The subject of canine nutrition can be a contentious one. Though I would agree that commercial dog foods are not perfect, the quasi-religious fervor of some of the raw feeders frankly scares the bejesus out of me. And claims made on pretty much all sides reach quite a bit beyond the scientific. But what I find interesting is if you truly start to look at dogs at what they have eaten/been fed down through the years.

We can probably all agree that dogs did descend from wolves, but to take that heritage and make it the basis for how to feed a dog is beyond bizarre. I mean, we descended from proto-humans, who ate their meat raw and just harvested whatever nuts and berries were available. Would you like to base your own diet on that?

It is more instructive to look at dogs after they became dogs. For example, some rustic farm breeds in Europe were regularly fed on stale bread, milk, and eggs, because that's what was readily available on the farm. Even some of the current breeders of these breeds say that that makes an ideal meal for their dogs, as they have developed to use it to maximal advantage and may not cope as well with a more meat-based diet.

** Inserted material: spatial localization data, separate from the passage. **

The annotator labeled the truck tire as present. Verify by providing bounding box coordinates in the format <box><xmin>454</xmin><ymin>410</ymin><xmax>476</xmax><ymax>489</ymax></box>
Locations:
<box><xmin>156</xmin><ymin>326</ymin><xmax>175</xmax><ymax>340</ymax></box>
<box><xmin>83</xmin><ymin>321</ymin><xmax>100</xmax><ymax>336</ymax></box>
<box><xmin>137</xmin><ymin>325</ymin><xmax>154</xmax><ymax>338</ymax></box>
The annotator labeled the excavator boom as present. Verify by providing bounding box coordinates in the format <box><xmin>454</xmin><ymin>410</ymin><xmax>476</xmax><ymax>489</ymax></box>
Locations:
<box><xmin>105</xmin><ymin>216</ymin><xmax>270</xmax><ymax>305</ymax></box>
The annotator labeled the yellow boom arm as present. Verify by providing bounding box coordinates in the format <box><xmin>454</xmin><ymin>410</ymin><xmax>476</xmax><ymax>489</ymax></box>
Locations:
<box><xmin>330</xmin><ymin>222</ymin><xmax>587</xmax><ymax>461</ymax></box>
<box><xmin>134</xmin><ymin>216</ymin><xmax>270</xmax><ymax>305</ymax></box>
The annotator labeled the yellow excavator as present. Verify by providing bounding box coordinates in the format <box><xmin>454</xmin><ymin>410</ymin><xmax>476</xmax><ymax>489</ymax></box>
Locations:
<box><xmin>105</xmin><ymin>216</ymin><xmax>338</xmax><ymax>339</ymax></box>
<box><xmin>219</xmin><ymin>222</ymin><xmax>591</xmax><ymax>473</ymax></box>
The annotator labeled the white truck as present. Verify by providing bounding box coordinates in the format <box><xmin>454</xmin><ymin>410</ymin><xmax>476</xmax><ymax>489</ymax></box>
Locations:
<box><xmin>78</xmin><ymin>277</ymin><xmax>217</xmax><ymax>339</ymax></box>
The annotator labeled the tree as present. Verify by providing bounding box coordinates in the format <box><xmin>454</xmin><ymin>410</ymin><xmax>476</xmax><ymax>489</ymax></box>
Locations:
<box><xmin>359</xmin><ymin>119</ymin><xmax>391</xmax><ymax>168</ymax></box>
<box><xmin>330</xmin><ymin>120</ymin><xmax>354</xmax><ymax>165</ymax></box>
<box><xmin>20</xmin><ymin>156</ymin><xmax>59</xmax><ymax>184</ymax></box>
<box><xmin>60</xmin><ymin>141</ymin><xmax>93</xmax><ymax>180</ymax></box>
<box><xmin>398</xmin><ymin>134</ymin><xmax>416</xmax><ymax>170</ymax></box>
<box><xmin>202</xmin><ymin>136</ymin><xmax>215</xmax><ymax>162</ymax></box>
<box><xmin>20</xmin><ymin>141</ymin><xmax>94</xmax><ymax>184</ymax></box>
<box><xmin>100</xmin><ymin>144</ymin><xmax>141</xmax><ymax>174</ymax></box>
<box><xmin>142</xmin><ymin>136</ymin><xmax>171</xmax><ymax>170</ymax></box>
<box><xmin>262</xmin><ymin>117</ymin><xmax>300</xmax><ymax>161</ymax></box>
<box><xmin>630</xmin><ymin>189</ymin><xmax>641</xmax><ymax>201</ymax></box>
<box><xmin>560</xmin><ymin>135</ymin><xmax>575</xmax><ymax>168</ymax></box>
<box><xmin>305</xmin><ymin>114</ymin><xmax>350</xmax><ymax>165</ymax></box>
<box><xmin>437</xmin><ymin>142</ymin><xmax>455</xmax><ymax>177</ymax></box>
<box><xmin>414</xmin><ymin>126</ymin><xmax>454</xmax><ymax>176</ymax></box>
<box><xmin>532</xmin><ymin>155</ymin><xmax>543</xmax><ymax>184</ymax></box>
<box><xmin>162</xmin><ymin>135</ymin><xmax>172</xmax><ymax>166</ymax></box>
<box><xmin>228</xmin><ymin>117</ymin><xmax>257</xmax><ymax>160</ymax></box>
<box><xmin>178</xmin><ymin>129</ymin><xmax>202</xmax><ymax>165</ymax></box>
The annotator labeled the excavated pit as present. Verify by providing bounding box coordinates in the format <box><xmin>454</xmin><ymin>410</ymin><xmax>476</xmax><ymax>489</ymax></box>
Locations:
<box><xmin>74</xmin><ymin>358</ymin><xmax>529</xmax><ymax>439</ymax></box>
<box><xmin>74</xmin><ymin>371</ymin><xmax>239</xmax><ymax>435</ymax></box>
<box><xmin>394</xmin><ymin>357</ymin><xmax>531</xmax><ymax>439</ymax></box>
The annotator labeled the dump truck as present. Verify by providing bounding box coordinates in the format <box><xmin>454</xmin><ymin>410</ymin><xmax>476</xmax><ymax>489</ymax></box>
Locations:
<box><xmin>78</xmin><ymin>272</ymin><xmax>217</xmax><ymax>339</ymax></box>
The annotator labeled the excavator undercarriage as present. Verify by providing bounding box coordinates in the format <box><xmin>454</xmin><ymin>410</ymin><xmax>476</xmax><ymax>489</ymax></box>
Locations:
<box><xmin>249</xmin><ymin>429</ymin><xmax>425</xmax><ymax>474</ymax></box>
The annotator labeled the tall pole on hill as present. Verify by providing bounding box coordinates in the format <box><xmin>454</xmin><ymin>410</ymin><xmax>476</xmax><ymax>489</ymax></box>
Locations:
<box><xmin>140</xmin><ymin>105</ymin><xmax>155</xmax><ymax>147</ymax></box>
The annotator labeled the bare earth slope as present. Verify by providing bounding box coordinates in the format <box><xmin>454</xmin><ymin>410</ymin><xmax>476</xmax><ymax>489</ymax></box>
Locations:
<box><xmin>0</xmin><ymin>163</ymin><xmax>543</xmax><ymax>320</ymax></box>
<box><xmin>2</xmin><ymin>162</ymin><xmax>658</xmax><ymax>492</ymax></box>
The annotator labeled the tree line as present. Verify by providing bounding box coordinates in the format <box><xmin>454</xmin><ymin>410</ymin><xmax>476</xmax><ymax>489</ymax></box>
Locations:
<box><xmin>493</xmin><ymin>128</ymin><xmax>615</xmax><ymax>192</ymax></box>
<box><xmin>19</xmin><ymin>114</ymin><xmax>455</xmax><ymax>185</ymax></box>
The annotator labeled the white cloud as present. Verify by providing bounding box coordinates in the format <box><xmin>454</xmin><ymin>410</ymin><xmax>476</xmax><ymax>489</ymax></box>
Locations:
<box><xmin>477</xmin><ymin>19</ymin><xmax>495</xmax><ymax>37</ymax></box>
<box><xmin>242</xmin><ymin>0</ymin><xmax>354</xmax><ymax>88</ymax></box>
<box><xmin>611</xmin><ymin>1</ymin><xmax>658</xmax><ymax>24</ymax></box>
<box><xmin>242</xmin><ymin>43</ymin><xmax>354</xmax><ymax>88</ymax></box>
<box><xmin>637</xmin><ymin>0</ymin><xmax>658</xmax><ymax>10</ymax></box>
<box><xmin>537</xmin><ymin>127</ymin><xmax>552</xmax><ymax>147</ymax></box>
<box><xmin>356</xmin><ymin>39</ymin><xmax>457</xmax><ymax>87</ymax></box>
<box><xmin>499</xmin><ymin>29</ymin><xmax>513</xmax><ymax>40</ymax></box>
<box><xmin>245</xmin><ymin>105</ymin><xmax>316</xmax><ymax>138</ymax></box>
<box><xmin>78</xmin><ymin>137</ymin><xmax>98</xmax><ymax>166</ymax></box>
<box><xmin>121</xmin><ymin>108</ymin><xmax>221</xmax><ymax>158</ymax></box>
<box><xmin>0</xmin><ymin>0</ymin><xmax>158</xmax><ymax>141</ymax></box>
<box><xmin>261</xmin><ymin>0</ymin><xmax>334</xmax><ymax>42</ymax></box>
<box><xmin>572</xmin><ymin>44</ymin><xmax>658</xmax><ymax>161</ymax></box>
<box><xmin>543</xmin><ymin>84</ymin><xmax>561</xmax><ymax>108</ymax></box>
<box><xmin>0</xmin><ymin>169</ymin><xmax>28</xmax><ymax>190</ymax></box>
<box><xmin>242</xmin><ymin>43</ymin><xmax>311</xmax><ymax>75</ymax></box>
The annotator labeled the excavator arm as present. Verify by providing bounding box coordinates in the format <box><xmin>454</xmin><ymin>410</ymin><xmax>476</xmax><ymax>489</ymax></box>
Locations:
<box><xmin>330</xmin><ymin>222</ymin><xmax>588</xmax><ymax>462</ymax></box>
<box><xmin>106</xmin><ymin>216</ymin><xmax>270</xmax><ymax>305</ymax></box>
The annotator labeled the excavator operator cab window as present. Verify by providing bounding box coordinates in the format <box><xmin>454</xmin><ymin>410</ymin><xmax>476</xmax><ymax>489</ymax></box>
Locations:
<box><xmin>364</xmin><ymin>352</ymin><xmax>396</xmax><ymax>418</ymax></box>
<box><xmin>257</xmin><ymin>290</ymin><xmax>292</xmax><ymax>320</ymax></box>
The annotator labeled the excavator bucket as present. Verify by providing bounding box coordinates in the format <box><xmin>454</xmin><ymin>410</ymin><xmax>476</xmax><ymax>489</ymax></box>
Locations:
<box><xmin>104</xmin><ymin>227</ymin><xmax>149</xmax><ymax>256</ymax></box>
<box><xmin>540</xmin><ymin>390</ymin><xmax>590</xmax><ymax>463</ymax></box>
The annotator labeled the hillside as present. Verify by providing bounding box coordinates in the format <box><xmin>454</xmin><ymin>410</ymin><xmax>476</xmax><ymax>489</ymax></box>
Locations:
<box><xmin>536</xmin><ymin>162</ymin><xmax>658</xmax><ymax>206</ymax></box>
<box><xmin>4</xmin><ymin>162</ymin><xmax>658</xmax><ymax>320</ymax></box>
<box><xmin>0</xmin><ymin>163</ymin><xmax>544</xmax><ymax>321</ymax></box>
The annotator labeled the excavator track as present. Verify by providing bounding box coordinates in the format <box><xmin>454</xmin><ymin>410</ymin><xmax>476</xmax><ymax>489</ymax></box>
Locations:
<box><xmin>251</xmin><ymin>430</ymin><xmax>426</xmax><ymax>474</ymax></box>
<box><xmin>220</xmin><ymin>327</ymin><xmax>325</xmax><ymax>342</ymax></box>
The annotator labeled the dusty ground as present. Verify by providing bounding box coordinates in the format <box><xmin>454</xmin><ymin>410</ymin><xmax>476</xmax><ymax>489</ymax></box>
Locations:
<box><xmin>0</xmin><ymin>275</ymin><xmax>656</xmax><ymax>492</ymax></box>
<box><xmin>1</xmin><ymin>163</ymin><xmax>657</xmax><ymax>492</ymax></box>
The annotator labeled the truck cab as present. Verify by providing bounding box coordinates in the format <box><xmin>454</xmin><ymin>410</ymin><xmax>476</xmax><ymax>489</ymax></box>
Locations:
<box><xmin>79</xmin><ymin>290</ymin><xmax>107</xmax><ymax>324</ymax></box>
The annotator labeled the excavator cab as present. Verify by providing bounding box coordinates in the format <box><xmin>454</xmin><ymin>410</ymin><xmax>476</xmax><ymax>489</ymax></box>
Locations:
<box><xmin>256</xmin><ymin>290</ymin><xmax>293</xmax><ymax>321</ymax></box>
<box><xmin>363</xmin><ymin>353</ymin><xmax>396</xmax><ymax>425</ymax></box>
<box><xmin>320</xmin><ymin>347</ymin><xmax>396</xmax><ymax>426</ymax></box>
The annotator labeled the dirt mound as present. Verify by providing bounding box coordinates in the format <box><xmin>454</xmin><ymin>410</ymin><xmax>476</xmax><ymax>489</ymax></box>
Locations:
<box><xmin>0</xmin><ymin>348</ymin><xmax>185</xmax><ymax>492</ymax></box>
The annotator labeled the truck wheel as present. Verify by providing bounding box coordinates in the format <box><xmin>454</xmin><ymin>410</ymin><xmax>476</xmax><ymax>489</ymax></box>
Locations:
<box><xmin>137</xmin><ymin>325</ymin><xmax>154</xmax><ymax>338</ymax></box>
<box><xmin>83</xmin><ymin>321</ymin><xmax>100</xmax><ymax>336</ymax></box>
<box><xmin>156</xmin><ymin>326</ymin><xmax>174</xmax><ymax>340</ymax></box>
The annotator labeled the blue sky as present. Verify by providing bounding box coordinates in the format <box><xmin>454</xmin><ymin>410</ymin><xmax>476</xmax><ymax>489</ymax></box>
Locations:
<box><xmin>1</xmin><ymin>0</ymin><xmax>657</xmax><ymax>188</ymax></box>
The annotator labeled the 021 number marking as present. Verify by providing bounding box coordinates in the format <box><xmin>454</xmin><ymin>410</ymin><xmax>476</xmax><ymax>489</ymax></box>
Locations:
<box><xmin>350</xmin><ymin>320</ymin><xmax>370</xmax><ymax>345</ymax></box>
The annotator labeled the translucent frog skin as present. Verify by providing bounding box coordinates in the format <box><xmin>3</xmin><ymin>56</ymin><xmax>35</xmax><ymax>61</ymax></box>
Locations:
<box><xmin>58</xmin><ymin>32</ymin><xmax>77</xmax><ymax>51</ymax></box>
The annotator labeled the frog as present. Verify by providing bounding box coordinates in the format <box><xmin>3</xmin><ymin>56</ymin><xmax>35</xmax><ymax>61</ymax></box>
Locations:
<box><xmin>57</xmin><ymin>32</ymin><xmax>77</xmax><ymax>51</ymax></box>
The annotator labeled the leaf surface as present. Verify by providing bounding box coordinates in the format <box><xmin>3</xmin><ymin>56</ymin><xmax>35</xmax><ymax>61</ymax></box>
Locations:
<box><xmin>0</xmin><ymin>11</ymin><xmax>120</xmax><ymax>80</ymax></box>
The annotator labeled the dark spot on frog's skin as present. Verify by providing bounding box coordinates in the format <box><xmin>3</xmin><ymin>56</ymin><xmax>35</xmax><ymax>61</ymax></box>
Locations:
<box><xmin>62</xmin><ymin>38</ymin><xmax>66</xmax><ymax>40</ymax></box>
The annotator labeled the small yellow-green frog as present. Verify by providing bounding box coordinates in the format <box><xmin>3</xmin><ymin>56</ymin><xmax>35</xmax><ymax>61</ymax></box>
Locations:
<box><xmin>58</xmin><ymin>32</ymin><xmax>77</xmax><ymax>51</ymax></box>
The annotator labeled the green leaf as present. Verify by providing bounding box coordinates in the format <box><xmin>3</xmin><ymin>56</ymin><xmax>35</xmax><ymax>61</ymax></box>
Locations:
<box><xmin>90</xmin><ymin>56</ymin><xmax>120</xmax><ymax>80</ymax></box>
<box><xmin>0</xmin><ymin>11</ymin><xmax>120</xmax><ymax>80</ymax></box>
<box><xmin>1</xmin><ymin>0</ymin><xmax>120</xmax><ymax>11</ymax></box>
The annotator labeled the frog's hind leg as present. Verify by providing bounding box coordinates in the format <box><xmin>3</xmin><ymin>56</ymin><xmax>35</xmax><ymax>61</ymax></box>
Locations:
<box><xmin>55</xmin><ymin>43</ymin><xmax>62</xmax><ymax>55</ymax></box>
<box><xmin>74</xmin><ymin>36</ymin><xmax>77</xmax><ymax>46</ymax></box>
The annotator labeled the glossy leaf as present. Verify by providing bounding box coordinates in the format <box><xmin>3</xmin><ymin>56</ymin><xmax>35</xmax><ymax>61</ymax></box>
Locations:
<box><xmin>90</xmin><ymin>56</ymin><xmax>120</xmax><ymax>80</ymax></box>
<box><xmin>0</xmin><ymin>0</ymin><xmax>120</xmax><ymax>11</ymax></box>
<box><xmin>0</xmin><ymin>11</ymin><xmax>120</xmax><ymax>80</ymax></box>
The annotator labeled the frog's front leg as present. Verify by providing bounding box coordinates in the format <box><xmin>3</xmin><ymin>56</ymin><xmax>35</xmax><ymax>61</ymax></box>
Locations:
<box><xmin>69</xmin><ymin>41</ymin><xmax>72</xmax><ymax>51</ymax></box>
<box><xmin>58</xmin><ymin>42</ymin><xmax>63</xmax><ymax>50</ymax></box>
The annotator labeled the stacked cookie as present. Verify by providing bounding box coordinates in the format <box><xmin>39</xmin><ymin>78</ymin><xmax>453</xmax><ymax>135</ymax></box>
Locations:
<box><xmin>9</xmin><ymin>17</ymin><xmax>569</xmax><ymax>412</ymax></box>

Feral dogs (or village dogs or dump dogs, as you prefer) have been studied quite a bit by Ray Coppinger, and he has found that they regularly dine on discarded spaghetti in dumps or human waste in villages. They do not attack and eat the village chickens, though they exist right alongside them.

Before the advent of commercial dog foods, the family dog was regularly fed solely on scraps from the human meals. Of course, that was also before the popularization of fast food, so scraps were a lot more nutritious.

The whole area of nutrition is extremely convoluted. I mean, the number of times we have been advised to eat/not eat eggs is enough to make your head spin. And researchers pay more attention to the human diet than the canine one, and we still don't really seem to know what we're talking about.

So it comes down to this - if your dog is in good health, maintains a trim weight, has good energy and a gleaming coat, you're probably doing something right, whether you're feeding a bag of kibble, raw, or a home-cooked meal. And don't let anybody tell you otherwise.